Most blameless is he, centred in the sphere 
Of common duties, decent not to fail 
In offices of tenderness, and pay 
Meet adoration to my household gods, 
When I am gone. He works his work, I mine. 

Lines 33-43
These lines represent a pause in the narration because Ulysses introduces his son, Telemachus, as highly qualified to implement the kind of policy in which Tennyson believed: the gradual civilazation of a "rugged people" (lines 36-37)
He does not try to carry out the task himself because he is temperamentally unsuited to it, and also because he has no time left for such a slow process.
Tennyson uuses the characters of Ulysses and Telemachus to represent two kinds of life:
Telemachus is the typical Victorian man devoted to responsibilities and social duties while Ulysses stands for the man longing for an active and adventurous life, expression of the thirst for knowledge which could bring Man to greater progress. 
Telemachus who is able ... to fulfil /this labour, by slow prodence to make mild/ a rugged people, and thro' soft degrees/ subdue them to the useful and the good also stands for the model English colonizer who brings distant rugged people their own culture, religion, civilization and progess. 

 There lies the port; the vessel puffs her sail: 
There gloom the dark, broad seas. My mariners, 
Souls that have toil’d, and wrought, and thought with me— 
That ever with a frolic welcome took 
The thunder and the sunshine, and opposed 
Free hearts, free foreheads—you and I are old; 
Old age hath yet his honour and his toil; 
Death closes all: but something ere the end, 
Some work of noble note, may yet be done, 
Not unbecoming men that strove with Gods. 

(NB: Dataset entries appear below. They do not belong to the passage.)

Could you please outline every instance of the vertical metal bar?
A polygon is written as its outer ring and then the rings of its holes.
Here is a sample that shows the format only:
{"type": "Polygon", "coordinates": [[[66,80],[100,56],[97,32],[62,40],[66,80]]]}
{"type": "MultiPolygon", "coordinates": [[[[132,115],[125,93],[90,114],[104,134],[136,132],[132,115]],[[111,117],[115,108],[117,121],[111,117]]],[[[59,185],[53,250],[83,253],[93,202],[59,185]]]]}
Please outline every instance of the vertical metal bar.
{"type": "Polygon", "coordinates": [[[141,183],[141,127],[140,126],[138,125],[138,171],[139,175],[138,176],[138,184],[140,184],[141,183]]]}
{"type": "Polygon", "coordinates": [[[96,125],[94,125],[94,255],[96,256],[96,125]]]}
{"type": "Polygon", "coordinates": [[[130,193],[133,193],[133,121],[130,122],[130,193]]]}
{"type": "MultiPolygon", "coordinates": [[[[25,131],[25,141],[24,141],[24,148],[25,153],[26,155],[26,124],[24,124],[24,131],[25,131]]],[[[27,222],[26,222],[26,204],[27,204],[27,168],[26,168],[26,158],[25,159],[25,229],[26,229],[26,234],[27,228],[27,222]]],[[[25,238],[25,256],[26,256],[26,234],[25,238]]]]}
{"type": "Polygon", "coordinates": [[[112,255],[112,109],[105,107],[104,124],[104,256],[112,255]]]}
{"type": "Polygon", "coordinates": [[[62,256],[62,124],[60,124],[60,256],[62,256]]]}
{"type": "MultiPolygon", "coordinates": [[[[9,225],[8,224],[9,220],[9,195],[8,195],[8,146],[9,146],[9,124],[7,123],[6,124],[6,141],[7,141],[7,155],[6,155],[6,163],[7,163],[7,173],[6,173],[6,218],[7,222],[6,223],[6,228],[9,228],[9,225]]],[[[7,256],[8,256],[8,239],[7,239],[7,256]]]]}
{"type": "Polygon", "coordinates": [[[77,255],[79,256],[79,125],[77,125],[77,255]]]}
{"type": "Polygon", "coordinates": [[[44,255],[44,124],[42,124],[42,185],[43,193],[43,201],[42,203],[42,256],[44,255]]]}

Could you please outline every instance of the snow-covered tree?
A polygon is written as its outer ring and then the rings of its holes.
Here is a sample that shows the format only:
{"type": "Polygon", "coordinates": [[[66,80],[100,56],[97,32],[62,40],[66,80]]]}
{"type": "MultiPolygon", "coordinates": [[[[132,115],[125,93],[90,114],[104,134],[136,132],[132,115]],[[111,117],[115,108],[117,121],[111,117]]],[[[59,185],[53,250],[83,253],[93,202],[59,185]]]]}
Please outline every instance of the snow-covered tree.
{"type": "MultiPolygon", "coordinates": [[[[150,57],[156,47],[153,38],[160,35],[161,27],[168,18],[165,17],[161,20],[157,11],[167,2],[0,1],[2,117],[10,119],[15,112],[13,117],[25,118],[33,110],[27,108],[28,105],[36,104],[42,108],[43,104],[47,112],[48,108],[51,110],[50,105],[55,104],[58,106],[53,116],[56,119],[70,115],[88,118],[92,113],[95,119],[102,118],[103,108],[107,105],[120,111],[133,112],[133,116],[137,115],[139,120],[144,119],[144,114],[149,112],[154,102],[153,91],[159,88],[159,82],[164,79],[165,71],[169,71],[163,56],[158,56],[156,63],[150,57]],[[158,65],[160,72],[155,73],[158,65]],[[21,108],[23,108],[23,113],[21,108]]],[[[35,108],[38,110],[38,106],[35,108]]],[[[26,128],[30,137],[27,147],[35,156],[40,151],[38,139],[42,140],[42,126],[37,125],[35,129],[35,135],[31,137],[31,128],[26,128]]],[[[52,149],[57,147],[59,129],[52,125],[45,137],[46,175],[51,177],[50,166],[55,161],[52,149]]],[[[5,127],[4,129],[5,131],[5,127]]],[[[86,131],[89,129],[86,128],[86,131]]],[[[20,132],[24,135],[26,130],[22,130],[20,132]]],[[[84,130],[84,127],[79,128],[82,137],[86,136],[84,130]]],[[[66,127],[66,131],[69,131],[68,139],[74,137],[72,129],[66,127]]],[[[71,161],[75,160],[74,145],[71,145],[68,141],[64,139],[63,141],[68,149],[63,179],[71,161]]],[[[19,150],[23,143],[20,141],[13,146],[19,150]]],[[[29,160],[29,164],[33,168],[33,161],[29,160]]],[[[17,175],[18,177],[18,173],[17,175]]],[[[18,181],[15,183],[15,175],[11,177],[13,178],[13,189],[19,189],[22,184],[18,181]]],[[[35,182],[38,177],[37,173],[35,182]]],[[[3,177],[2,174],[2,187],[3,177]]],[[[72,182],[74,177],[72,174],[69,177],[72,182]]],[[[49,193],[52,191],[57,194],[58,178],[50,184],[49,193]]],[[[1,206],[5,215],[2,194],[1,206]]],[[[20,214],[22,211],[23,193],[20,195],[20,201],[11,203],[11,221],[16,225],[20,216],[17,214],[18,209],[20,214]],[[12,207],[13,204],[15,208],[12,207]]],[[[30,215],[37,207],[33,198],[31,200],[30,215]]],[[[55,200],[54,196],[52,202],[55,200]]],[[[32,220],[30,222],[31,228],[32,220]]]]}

The lights begin to twinkle from the rocks: 
The long day wanes: the slow moon climbs: the deep 
Moans round with many voices. Come, my friends, 
’Tis not too late to seek a newer world. 

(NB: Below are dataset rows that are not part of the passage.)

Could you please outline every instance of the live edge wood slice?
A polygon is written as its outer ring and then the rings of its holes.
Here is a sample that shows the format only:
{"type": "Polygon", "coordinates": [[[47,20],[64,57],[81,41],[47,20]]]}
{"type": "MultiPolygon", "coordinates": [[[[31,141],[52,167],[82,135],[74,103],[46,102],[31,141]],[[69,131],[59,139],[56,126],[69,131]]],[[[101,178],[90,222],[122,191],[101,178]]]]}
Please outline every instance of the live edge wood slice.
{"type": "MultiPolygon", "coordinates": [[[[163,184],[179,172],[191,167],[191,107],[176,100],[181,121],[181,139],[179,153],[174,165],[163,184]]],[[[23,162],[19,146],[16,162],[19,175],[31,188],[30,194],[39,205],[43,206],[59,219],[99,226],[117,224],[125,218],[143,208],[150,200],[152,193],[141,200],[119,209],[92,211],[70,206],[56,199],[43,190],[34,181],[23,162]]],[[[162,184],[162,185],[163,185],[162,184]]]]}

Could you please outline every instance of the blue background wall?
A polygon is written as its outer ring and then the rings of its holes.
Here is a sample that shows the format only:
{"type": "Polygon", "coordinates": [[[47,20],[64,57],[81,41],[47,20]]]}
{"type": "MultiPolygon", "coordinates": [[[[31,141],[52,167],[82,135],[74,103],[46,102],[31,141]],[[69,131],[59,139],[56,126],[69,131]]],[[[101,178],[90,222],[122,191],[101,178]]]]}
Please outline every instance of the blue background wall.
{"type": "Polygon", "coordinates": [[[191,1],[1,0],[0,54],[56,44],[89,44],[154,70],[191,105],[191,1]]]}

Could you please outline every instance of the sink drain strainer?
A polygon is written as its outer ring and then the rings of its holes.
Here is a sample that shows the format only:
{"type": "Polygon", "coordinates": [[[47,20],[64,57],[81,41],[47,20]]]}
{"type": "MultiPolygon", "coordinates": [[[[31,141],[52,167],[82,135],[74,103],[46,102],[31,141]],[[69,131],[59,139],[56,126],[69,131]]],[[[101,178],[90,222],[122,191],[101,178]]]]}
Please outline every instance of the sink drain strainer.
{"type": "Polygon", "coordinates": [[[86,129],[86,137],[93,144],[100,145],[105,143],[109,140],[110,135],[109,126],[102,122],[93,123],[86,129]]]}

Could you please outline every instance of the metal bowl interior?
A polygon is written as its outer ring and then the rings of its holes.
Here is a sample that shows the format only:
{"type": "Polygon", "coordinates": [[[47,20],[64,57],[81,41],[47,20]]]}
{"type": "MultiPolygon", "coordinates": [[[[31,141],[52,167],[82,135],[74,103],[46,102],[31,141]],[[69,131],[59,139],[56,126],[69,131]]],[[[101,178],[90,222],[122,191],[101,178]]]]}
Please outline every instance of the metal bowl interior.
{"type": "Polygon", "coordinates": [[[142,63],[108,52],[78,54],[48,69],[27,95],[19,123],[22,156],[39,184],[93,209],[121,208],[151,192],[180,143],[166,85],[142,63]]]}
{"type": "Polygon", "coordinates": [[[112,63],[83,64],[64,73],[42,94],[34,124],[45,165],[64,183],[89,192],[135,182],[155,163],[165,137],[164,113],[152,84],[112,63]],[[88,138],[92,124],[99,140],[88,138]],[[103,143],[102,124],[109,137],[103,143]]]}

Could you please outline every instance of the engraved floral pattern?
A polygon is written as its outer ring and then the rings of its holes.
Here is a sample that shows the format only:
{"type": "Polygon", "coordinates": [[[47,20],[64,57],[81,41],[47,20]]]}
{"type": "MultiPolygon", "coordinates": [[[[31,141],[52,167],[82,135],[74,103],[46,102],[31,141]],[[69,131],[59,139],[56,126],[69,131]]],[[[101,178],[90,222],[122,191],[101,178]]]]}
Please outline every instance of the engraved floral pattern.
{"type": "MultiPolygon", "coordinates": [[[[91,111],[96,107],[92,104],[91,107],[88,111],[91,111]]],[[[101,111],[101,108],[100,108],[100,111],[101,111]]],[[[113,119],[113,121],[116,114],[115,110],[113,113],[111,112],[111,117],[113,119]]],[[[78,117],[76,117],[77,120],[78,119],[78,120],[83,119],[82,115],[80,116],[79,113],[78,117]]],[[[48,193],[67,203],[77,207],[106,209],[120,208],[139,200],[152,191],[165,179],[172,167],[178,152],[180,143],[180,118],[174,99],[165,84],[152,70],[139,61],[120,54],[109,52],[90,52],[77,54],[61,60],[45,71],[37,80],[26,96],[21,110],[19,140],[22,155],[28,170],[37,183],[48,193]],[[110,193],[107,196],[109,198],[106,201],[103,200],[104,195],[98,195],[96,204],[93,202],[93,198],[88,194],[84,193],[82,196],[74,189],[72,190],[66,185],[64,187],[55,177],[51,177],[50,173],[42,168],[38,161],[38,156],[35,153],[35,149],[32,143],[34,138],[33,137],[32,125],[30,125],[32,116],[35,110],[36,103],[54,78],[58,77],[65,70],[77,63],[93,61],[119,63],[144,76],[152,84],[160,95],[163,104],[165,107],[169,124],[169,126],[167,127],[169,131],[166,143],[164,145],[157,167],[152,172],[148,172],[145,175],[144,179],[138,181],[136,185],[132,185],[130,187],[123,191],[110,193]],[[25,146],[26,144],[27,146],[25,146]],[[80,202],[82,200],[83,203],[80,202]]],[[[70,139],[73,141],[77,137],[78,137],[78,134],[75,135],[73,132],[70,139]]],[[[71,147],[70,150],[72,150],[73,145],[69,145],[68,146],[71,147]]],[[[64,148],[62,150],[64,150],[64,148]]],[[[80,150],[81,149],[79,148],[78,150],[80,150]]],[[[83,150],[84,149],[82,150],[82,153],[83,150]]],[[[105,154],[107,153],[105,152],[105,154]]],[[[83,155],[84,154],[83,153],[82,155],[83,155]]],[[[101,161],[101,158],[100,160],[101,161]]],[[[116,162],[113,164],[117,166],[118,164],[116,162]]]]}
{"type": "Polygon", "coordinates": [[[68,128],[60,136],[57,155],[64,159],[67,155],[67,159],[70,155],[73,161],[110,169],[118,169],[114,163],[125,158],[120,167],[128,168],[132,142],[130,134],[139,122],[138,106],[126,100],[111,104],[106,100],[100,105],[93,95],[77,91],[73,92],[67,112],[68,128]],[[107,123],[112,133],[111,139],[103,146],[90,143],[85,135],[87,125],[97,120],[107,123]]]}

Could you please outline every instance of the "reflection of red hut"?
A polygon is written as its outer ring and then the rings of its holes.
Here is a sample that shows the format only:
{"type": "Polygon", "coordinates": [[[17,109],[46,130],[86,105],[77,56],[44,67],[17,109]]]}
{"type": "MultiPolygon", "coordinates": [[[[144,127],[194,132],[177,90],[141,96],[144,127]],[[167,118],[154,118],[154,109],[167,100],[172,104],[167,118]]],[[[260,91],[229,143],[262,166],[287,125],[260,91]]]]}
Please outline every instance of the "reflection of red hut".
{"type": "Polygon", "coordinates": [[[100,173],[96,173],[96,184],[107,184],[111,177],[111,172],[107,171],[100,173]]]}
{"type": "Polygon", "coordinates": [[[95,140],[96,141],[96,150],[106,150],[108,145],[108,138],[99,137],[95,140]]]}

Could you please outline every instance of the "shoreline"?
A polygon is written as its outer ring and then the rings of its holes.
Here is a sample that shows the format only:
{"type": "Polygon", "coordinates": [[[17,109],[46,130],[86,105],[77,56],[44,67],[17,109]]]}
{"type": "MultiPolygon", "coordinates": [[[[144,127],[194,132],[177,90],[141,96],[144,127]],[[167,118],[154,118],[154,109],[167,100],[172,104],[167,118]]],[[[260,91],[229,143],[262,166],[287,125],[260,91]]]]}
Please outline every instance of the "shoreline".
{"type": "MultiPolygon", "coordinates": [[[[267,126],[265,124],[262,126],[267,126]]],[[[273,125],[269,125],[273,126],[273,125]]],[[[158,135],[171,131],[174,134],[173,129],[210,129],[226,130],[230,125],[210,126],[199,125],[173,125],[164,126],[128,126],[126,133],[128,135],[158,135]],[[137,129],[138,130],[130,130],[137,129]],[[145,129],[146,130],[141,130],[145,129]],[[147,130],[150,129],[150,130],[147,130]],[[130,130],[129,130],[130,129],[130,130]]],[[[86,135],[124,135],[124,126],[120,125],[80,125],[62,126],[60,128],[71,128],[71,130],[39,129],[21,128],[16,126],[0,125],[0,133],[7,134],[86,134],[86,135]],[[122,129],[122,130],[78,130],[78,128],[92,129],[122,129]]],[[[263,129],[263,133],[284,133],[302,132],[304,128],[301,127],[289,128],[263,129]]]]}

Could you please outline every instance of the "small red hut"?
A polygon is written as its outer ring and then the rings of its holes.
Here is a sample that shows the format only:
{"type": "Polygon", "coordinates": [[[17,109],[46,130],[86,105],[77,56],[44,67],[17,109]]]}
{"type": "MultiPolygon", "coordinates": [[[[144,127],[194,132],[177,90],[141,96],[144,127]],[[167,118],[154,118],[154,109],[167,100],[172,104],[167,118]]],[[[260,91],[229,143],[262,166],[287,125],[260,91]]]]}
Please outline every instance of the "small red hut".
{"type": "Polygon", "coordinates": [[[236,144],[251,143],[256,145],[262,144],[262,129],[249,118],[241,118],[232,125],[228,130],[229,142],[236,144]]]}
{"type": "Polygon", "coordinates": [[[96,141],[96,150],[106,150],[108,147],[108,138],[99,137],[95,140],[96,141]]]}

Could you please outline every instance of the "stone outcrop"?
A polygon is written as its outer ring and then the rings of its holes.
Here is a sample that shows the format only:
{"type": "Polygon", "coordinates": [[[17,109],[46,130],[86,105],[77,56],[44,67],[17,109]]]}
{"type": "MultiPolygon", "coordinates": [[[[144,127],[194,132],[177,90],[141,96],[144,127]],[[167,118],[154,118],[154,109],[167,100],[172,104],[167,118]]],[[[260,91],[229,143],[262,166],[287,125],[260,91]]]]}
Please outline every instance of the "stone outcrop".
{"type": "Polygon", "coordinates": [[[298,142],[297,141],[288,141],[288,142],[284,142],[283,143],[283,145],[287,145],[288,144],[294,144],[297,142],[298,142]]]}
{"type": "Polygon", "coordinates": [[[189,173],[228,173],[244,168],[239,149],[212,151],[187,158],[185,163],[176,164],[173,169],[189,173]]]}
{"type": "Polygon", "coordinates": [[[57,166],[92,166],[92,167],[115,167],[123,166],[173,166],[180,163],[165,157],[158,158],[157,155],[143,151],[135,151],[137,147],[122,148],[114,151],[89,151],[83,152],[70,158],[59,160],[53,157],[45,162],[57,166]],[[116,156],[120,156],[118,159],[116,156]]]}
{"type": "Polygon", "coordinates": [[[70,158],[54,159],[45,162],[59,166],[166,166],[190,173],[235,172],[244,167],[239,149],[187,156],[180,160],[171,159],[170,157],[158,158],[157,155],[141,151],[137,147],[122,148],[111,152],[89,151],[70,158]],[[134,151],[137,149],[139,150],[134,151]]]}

Push off, and sitting well in order smite 
The sounding furrows; for my purpose holds 
To sail beyond the sunset, and the baths 
Of all the western stars, until I die. 
It may be that the gulfs will wash us down: 
It may be we shall touch the Happy Isles, 
And see the great Achilles, whom we knew. 
Tho’ much is taken, much abides; and tho’ 
We are not now that strength which in old days 
Moved earth and heaven, that which we are, we are; 
One equal temper of heroic hearts, 
Made weak by time and fate, but strong in will 
To strive, to seek, to find, and not to yield. 

Lines 44-70
In the last part of the monologue Ulysses is aware that death will soon put an end to everything and yet he issues his proud challenge to the oncoming nothingness openly turning to his mariners and proposing a voyage into the unknown to them (lines 56-57). These last lines propose Tennyson's conflictual attitude to life, characterized by great optimism always veiled by melancholy.
Melancholic expressions are "you and I are old" (line 49), "Death closes all" (line 51), "we are not now that strength", (line 66), "made weak by time and fate" (line 69) while the last line made up of a succession of verbs "to strive, to seek, to find and not to yield" sums up Ulysses's unrestrained desire for a life of action, courage and determination.